Symmetry Metrics for Balanced Tree Forests

The goal is to understand how nauty output and symmetry metrics behave when we consider a forest with multiple disconnected trees. This situation would occur if we calculated symmetries across the entire set of trait trees when capturing statistics.

Some statistics, such as orbits, might crosscut trait trees if two trait trees shared adjacency relationships. In other situations, I'd expect them to be a disjoint union of results, and thus the statistics might simply be additive (and thus needing to be normalized by the number of configured trait trees). In other cases, such as $|\textit{Aut}(G)|$, the relationship might be multiplicative and combinatorial.

I proceed by constructing a union graph of 2 balanced trait trees, then 3 and 4, and examining how the nauty output statistics scale. Then I look at a combination of different balanced trees.


In [1]:
import networkx as nx
import madsenlab.axelrod.analysis as stats
import madsenlab.axelrod.utils as utils


/Users/mark/anaconda/lib/python2.7/site-packages/pytz/__init__.py:31: UserWarning: Module argparse was already imported from /Users/mark/anaconda/python.app/Contents/lib/python2.7/argparse.pyc, but /Users/mark/anaconda/lib/python2.7/site-packages is being added to sys.path
  from pkg_resources import resource_stream
/Users/mark/anaconda/lib/python2.7/site-packages/pytz/__init__.py:31: UserWarning: Module logging was already imported from /Users/mark/anaconda/python.app/Contents/lib/python2.7/logging/__init__.pyc, but /Users/mark/anaconda/lib/python2.7/site-packages is being added to sys.path
  from pkg_resources import resource_stream
/Users/mark/anaconda/lib/python2.7/site-packages/pytz/__init__.py:31: UserWarning: Module multiprocessing was already imported from /Users/mark/anaconda/python.app/Contents/lib/python2.7/multiprocessing/__init__.pyc, but /Users/mark/anaconda/lib/python2.7/site-packages is being added to sys.path
  from pkg_resources import resource_stream
/Users/mark/anaconda/lib/python2.7/site-packages/pytz/__init__.py:31: UserWarning: Module uuid was already imported from /Users/mark/anaconda/python.app/Contents/lib/python2.7/uuid.pyc, but /Users/mark/anaconda/lib/python2.7/site-packages is being added to sys.path
  from pkg_resources import resource_stream

In [2]:
conf = utils.TreeStructuredConfiguration("dummyconf.json")
conf.branching_factor = 4
conf.depth_factor = 4

In [3]:
sym = stats.BalancedTreeAutomorphismStatistics(conf)

In [4]:
g1 = nx.balanced_tree(4,4)
g2 = nx.balanced_tree(4,4)

In [5]:
print sym.calculate_graph_symmetries(g1)


---------------------------------------------------------------------------
TypeError                                 Traceback (most recent call last)
<ipython-input-5-a7656a549444> in <module>()
----> 1 print sym.calculate_graph_symmetries(g1)
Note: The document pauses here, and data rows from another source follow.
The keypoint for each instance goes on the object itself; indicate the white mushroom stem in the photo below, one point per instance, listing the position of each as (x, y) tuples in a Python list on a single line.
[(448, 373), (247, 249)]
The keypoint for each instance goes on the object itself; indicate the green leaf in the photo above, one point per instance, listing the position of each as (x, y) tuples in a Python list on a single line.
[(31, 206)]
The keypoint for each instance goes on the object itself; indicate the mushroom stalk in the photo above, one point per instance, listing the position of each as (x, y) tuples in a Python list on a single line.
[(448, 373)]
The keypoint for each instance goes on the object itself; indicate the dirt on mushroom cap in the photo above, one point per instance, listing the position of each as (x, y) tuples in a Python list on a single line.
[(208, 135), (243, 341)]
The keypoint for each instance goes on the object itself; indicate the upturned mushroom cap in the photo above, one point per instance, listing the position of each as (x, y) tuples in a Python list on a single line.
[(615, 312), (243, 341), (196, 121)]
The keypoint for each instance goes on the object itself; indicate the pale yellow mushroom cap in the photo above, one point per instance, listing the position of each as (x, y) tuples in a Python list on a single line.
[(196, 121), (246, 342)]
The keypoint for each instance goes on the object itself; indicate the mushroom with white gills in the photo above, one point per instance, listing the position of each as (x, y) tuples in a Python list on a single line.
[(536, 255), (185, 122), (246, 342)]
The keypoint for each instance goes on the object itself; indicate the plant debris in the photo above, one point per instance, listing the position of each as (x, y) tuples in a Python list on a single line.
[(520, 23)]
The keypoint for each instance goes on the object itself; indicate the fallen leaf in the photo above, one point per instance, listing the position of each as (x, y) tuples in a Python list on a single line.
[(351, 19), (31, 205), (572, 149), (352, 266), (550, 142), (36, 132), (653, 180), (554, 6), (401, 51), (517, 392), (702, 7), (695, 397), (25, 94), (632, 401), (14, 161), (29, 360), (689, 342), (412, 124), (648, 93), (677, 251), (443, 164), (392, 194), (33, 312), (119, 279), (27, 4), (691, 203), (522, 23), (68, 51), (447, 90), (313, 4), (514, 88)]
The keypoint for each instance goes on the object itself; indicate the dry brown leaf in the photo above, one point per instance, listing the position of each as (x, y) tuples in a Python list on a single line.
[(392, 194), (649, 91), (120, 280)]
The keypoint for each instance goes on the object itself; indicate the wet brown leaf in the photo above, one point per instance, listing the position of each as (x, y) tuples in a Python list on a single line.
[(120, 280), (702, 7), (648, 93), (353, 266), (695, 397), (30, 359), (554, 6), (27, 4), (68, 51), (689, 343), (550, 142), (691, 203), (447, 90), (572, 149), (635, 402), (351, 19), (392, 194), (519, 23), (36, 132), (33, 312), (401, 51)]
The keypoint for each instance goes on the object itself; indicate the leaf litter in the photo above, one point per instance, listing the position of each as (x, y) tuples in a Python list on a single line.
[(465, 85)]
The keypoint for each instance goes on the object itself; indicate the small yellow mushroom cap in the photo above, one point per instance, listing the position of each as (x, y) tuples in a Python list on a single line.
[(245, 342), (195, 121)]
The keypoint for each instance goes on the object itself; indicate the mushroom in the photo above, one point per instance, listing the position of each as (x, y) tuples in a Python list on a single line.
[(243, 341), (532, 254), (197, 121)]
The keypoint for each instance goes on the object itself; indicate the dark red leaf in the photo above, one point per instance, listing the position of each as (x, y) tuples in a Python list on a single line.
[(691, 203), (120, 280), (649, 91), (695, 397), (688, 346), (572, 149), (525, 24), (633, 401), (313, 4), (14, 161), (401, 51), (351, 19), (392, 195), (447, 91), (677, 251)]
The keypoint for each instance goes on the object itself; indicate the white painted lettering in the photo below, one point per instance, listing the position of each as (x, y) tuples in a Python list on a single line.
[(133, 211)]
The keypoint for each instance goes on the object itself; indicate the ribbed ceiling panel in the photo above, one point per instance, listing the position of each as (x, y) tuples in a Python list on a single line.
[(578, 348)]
/Users/mark/anaconda/lib/python2.7/site-packages/madsenlab/axelrod/analysis/trait_tree_statistics.pyc in calculate_graph_symmetries(self, graph)
    134 
    135         # TODO: Figure out how to handle density and radius for multi-component graphs
--> 136         results['remainingdensity'] = float(g.number_of_nodes()) / (float(self.n_per_tree) * float(self.num_trees))
    137 
    138 

TypeError: float() argument must be a string or a number

In [ ]:
order_tree = stats.num_nodes_balanced_tree(4,4)

In [ ]:
starting_vertex = order_tree

In [ ]:
g2A = nx.convert_node_labels_to_integers(g2, first_label = starting_vertex)

In [ ]:
graphs = []
graphs.append(g1)
graphs.append(g2A)

In [ ]:
forest = nx.union_all(graphs)

In [ ]:
forest.number_of_nodes()

In [ ]:
forestd = sym._format_graph_as_nauty(forest)

Below is the output for a forest with two trees with $r=4, h=4$. We can see that the orbit number is the same, the multiplicities are simply different because the members of each orbit in each tree are interchangeable, so each multiplicity is twice the value in a single tree. The group size is much larger than twice, however, but we should expect there to be a multiplicative effect given that automorphisms scale as $n!$ for the complete graphs $K_n$.


In [ ]:
print sym._get_raw_nauty_output(forestd)

In [ ]:
g3 = nx.balanced_tree(4,4)

In [ ]:
g3a = nx.convert_node_labels_to_integers(g3, first_label=(order_tree * 2))

In [ ]:
graphs.append(g3a)

In [ ]:
forest2 = nx.union_all(graphs)

In [ ]:
f2d = sym._format_graph_as_nauty(forest2)

In [ ]:
print sym._get_raw_nauty_output(f2d)

Adding a third balanced tree follows the same pattern. The only concern is the scaling of group size. Adding a fourth tree to give me some data points to work with.


In [ ]:
g4 = nx.balanced_tree(4,4)

In [ ]:
g4a = nx.convert_node_labels_to_integers(g4, first_label=(order_tree * 3))

In [ ]:
graphs.append(g4a)
forest3 = nx.union_all(graphs)

In [ ]:
f3d = sym._format_graph_as_nauty(forest3)
print sym._get_raw_nauty_output(f3d)

The exponent is definitely going up as the power of the number of trees: ${10^{117}}^2 = 10^{234}$, and so on. But the other values are rising as well, and not by a simple multiplicative factor (which looked like 2). It looks like $n!$.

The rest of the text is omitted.